First-use consent prompt on the TTY; decisions persist to ~/.hermes/shell-hooks-allowlist.json at mode 0o600. Non-TTY runs (gateway, cron, CI) need one of three explicit opt-ins:

--accept-hooks on the CLI (hermes --accept-hooks gateway run, hermes gateway run --accept-hooks, hermes --accept-hooks cron tick, ...).
HERMES_ACCEPT_HOOKS=1 environment variable.
hooks_auto_accept: true in cli-config.yaml.

Subprocess execution is shell=False + shlex.split — no shell-injection vector.
Allowlist writes are atomic (tempfile.mkstemp + os.replace) and cross-process-safe (fcntl.flock on a sibling .lock file).
Timeouts default to 60s, capped at 300s. Subprocess failures (missing binary, timeout, bad JSON) log a warning but never crash the agent loop.
Script mtime is captured at approval time; hermes hooks doctor flags drift so you can spot post-approval edits.
Registration is gated to subcommands that actually run the agent (chat, gateway run, mcp serve, acp, cron run, cron tick, rl). Management commands like hermes gateway status, cron list, or mcp add never trigger plugin discovery or consent prompts.

`hermes hooks` CLI

Command	Purpose
`hermes hooks list`	Configured hooks with matcher, timeout, and consent status
`hermes hooks test <event> [--for-tool X] [--payload-file F]`	Fire every matching hook against a synthetic payload and print the parsed response
`hermes hooks doctor`	For each configured hook: check exec bit, allowlist, mtime drift, JSON output validity, execution time
`hermes hooks revoke <command>`	Drop every allowlist entry matching `<command>`

Wire protocol (for hook authors)

stdin (JSON, same top-level shape for every event):

{
  "hook_event_name": "pre_tool_call",
  "tool_name":       "terminal",
  "tool_input":      {"command": "rm -rf /"},
  "session_id":      "sess_abc123",
  "cwd":             "/home/user/project",
  "extra":           {...}
}

stdout (JSON, optional — anything else is ignored):

Block pre_tool_call: {"decision": "block", "reason": "..."} (Claude-Code style) or {"action": "block", "message": "..."} (Hermes canonical). Both shapes accepted and normalised.
Inject context on pre_llm_call: {"context": "..."}.
Silent no-op: empty.

Full spec + worked examples in website/docs/user-guide/features/hooks.md.

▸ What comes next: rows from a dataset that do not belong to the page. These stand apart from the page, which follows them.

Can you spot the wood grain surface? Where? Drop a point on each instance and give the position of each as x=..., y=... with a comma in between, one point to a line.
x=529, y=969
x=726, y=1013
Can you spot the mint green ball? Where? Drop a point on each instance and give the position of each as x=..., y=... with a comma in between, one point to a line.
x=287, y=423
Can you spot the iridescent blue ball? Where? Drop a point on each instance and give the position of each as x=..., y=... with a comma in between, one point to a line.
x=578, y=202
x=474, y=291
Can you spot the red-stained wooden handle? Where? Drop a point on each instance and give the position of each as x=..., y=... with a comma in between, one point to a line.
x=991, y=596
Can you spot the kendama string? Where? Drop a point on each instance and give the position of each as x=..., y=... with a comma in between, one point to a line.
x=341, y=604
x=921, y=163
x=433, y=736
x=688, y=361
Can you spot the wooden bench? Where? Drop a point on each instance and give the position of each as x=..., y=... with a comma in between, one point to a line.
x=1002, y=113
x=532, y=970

Interpreter-prefixed commands

python3 ~/hook.py, bash ~/hook.sh, and /usr/bin/env python3 ~/hook.py are all first-class — the bridge resolves the actual script path, so hermes hooks doctor reports the right executability and mtime drift instead of checking python3 on $PATH.

Type of Change

✨ New feature (non-breaking change that adds functionality)
📝 Documentation update
✅ Tests

How to Test

pytest tests/agent/test_shell_hooks.py tests/agent/test_shell_hooks_consent.py tests/agent/test_subagent_stop_hook.py tests/hermes_cli/test_hooks_cli.py -v — 80+ passing.

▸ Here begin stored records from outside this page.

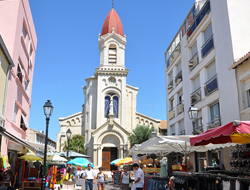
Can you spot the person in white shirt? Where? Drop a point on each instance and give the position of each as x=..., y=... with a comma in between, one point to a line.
x=139, y=177
x=90, y=177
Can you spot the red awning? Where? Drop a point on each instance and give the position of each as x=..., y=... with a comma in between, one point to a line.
x=233, y=132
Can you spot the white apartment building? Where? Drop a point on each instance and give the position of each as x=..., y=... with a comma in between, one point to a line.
x=214, y=34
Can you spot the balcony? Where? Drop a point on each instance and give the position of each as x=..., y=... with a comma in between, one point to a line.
x=171, y=114
x=199, y=126
x=180, y=108
x=196, y=96
x=214, y=123
x=207, y=47
x=211, y=86
x=182, y=132
x=174, y=54
x=205, y=10
x=170, y=86
x=193, y=62
x=178, y=78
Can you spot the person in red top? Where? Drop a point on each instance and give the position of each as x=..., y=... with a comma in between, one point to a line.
x=184, y=165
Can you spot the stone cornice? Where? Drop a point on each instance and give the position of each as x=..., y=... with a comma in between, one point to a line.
x=111, y=71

Drop the block-rm-rf.sh + config snippet above into ~/.hermes/, then:

$ hermes --accept-hooks hooks doctor
All shell hooks look healthy.
$ hermes --accept-hooks chat -q "clean temp with rm -rf /tmp/x"

Agent should surface "rm -rf is blocked by policy" and refuse.

hermes hooks list / hermes hooks revoke ~/.hermes/agent-hooks/block-rm-rf.sh for the round-trip.

Backward Compatibility

Nothing registers unless the user adds a hooks: block to cli-config.yaml — existing installs are unchanged.
Existing Python plugin hooks keep working; shell hooks are additive callbacks on the same invoke_hook() dispatcher, with Python plugins registered first so their block decisions win ties.
subagent_stop is a net-new entry in VALID_HOOKS; nothing else changed.

Checklist

Tests added (80+ passing)
Docs updated (website/docs/user-guide/features/hooks.md)
cli-config.yaml.example updated with a commented hooks: example
Conventional Commits
No unrelated changes (all commits are shell-hook scoped)
Tested on macOS 15 (Darwin 25.4.0)

New event fired once per child after delegate_task completes. This commit reserves the event name in the dispatcher vocabulary; the actual firing site in delegate_tool lands separately.

After every child agent completes, invoke_hook("subagent_stop", ...) fires once with parent_session_id, child_role, child_summary, child_status, and duration_ms. Firing happens on the parent thread after as_completed() drains the futures, not on the worker threads that ran the children. Hook callbacks never see concurrent invocation. child_role reads child._delegate_role via a defensive getattr so this works without depending on the orchestrator-role work. The value is stashed on each entry dict before child.close() runs in the finally block, then stripped again before delegate_task serialises its result to JSON.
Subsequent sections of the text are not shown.